Я велела Траутхен Мейзер принести мокрую губку и три часа подряд работала не покладая рук. Все стены сплошь я покрыла самыми замечательными картинками. Мы нашли лестницу, и Траутхен держала ее.
Я, как волшебник, переводила картинки даже на потолок. Никогда в жизни я еще не видела такой красоты, и Траутхен тоже была в восторге. Но у меня было какое-то неприятное предчувствие. Я опасалась, что взрослые могут не понять, как это красиво, и поэтому взяла с Траутхен клятву ничего никому не говорить.
Траутхен поклялась, а потом сейчас же помчалась к своей матери и сказала, что я измазала все стены.
Скандал был ужасный, и, так как мне хотелось как-нибудь искупить свою вину, я на следующее утро отдала последние пять пфеннигов, оставшиеся от найденной марки, нашей учительнице. Та положила руку мне на голову и громко сказала: «Честность всегда торжествует. Будь всегда честной, милое дитя.
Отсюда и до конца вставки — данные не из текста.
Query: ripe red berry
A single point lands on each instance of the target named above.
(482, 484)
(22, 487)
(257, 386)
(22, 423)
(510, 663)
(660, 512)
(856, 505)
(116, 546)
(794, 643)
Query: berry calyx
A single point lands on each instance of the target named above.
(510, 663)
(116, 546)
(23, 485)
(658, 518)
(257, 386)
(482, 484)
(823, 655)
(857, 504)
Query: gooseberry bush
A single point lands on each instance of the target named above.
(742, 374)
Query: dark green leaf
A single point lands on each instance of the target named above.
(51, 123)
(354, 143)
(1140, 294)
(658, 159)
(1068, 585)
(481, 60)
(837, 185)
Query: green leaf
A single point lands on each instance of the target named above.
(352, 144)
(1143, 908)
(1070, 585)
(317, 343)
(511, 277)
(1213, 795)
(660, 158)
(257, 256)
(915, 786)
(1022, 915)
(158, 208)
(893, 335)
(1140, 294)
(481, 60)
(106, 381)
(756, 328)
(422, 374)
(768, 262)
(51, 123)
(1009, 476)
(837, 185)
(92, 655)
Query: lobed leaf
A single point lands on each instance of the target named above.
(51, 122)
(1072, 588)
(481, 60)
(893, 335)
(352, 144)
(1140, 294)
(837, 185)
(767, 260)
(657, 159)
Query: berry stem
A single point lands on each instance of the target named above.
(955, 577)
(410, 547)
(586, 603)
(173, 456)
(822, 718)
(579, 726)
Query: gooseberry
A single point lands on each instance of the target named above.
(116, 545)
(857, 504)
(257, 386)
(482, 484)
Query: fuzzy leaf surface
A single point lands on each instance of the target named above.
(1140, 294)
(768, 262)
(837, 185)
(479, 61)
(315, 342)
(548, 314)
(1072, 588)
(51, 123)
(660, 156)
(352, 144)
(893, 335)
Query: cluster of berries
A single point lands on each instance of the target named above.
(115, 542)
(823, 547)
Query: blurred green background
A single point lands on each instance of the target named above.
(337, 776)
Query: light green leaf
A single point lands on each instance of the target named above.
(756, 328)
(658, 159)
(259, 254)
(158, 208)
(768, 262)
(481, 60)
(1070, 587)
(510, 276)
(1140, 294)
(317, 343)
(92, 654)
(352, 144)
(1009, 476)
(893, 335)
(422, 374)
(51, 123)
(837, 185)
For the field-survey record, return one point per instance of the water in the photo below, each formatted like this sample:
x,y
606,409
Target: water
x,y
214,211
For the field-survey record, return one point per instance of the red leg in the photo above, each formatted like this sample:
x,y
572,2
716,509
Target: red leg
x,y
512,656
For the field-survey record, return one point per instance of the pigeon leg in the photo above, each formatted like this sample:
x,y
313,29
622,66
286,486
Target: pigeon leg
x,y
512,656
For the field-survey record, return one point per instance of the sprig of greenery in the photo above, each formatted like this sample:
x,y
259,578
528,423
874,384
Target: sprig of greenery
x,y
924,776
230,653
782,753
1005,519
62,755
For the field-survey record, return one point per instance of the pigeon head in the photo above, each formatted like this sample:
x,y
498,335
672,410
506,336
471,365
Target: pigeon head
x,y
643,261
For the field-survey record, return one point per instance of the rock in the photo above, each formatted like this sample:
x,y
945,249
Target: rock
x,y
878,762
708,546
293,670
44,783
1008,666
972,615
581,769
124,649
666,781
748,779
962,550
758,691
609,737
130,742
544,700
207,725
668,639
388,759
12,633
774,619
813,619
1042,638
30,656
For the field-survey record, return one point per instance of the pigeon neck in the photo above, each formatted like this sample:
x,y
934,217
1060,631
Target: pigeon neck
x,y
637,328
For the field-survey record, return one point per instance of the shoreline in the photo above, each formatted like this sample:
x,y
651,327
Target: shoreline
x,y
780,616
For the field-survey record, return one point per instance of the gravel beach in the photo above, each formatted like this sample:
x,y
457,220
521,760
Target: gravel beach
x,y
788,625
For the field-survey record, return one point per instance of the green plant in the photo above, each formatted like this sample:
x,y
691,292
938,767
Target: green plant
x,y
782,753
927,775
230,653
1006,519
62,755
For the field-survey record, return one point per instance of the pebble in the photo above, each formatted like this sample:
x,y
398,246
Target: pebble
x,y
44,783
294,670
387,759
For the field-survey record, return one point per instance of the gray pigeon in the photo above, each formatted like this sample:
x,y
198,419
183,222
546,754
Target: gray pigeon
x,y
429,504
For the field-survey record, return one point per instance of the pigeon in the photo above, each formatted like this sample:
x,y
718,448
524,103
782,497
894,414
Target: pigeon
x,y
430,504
Я рада, что могу отметить у тебя хотя бы одно хорошее качество». Мне захотелось все рассказать ей, но потом я решила этого не делать. Людям нельзя всего говорить — им ведь никогда по-настоящему не объяснишь, почему ты сделала что-нибудь такое, что они считают плохим. Я очень рада, что в мою душу заглядывает только бог и что люди не могут этого сделать. Никто так и не понял, почему я должна была отомстить Траутхен, и что все это произошло само собой, а я почти не виновата.
Так вот. Самой большой гордостью фрау Мейзер всегда были светлые волосы Траутхен. Каждый вечер их по десять минут расчесывают, а потом закручивают в локоны. Днем голова Траутхен похожа на огромную метлу.
Даже тетя Милли однажды сказала, что эта фрау Мейзер лишена какого бы то ни было чувства меры.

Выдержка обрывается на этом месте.